Improving Health Care Quality

October 17, 2013

One of the American Medical Association's core strategic objectives is to advance health care delivery and payment models that enable high-quality, affordable care and restore and preserve physician satisfaction. Such changes could yield a more sustainable and effective health care system with highly motivated physicians, says a recent study conducted by a group of researchers from the RAND Corporation.

Researchers gathered data from 30 physician practices in six states, using a combination of surveys and semi-structured interviews.

  • Among other things, the researchers found that physicians who perceived themselves or their practices as providing high-quality care reported better professional satisfaction.
  • Physicians, especially those in primary care, were frustrated when demands for greater quantity of care limited the time they could spend with each patient, detracting from the quality of care in some cases.
  • Electronic health records (EHR) were a source of both promise and frustration, with major concerns about interoperability between systems and with the amount of physician time involved in data entry.

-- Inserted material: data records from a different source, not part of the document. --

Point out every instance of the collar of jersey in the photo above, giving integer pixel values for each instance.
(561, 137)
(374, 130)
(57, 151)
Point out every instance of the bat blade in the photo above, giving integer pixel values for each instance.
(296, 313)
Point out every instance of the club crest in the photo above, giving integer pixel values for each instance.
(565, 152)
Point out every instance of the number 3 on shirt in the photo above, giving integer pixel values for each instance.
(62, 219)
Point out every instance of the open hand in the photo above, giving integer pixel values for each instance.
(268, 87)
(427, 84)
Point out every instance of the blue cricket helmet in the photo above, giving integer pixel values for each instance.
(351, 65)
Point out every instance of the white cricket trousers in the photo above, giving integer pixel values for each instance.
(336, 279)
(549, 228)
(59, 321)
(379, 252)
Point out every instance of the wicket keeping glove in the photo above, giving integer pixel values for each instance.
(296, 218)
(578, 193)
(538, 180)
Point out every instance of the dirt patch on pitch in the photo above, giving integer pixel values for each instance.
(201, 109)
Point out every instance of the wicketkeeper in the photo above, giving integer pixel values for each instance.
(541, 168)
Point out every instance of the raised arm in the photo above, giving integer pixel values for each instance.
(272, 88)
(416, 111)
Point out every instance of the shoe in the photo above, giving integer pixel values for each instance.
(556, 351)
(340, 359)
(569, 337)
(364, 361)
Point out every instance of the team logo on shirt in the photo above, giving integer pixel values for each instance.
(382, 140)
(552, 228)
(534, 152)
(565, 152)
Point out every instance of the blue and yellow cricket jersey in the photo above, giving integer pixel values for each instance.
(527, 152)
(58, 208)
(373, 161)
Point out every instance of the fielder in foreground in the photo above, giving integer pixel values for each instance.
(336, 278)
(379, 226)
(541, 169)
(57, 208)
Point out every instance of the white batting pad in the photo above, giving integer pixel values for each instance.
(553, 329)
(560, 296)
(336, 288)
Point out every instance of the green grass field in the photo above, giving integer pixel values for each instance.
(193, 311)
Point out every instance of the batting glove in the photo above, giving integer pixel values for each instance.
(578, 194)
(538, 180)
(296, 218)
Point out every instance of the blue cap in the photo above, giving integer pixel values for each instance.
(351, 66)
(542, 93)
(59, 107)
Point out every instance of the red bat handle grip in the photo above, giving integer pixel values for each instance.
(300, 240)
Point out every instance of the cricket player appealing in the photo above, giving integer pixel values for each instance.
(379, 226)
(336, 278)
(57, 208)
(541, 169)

The researchers recommend the following:

  • Physician practices need a knowledge base and resources for internal improvement.
  • As physician practices affiliate with large hospitals and health systems, paying attention to professional satisfaction may improve patient care and health system sustainability.
  • When implementing new and different payment methodologies, the predictability and perceived fairness of physician incomes will affect professional satisfaction.
  • Better EHR usability should be an industry-wide priority and a precondition for EHR certification.
  • Reducing the cumulative burden of rules and regulations may improve professional satisfaction and enhance physicians' ability to focus on patient care.